Development of a Sieverts-type apparatus for the characterization of hydrogen storage materials

While traditional hydrogen storage methods have primarily focused on liquefied or gaseous hydrogen, selected metal hydrides present a promising alternative due to their comparatively low storage pressure and high volumetric hydrogen storage capacities. Characterizing metal hydride-forming materials is a crucial step in advancing hydrogen storage research. For this purpose, a volumetric gas sorption apparatus (Sieverts-type apparatus) was developed, including piping, instrumentation, an automated experimental control program, and a data evaluation script. Material performance was assessed using pressure-composition isotherms (PCI) at various temperatures and resulting thermodynamic data. Validation of the apparatus was carried out using the well-characterized lanthanum pentanickel powder (LaNi_5).
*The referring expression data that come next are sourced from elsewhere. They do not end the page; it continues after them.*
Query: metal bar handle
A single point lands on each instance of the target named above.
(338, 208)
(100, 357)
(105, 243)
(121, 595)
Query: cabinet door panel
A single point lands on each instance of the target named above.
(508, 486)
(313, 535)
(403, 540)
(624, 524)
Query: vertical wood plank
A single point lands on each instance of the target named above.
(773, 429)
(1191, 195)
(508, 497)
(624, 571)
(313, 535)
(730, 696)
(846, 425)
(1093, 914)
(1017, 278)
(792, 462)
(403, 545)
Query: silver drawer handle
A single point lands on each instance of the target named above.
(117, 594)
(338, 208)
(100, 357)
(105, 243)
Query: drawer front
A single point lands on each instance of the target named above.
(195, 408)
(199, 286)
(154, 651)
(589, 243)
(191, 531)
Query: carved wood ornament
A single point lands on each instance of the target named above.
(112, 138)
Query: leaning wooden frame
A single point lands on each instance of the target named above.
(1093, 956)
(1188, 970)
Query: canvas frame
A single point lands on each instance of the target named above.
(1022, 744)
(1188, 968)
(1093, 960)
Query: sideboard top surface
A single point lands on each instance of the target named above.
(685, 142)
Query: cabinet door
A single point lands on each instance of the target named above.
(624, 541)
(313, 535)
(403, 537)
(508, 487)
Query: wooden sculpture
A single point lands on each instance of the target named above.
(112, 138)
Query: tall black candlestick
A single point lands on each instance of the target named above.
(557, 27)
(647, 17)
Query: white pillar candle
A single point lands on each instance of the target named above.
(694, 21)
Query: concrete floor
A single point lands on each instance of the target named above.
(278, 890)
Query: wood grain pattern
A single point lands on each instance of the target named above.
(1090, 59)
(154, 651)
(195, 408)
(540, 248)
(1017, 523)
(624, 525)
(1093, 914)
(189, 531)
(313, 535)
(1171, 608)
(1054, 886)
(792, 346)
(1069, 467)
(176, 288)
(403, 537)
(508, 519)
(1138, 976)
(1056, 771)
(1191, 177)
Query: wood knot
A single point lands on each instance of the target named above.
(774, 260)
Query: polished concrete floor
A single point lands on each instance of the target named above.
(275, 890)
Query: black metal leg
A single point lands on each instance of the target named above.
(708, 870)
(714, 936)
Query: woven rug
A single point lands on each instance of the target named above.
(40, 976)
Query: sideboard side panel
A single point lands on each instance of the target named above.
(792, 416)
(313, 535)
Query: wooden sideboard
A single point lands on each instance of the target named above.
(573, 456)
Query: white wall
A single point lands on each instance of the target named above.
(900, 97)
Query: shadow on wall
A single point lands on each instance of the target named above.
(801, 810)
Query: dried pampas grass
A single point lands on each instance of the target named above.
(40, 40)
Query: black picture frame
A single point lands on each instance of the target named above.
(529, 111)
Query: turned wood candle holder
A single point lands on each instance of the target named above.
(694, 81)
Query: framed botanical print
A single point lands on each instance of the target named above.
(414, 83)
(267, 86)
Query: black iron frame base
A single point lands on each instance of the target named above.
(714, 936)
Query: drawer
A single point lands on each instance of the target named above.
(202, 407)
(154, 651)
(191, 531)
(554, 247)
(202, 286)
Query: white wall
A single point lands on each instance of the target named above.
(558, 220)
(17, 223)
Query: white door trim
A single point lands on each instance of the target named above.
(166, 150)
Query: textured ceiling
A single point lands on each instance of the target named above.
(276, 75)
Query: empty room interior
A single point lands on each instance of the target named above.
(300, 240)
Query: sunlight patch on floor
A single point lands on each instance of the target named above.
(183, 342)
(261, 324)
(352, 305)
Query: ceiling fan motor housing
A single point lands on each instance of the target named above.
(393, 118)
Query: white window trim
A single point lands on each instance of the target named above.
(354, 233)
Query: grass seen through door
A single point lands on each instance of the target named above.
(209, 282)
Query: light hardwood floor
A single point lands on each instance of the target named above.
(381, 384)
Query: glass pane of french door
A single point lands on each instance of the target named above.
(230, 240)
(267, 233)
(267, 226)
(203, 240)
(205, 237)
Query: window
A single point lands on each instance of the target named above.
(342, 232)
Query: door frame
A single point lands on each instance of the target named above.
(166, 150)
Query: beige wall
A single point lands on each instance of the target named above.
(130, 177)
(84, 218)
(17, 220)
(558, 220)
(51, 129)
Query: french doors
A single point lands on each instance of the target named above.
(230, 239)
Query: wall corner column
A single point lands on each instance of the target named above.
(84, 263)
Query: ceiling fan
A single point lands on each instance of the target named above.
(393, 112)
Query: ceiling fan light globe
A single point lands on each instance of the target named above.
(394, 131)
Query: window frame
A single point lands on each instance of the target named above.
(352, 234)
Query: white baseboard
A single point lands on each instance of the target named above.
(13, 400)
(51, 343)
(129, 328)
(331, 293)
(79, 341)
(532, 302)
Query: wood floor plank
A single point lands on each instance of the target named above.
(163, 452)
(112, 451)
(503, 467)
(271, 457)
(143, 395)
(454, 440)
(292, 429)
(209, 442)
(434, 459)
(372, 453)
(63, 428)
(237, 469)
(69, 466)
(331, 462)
Additional studies were performed on powder samples of magnesium and one magnesium-based metal alloy with different manufacturing and activation histories. The PCI curves and formation enthalpy derived from LaNi_5 sorption experiments showed consistency with literature data, confirming the capability of the apparatus to generate reliable research data. Furthermore, the enthalpy and entropy of formation for the magnesium samples were in good agreement with literature values and did not show significant dependence on the activation route. From the experimental data and the resulting PCI curves, further improvement suggestions regarding the apparatus and the experimental procedure are derived.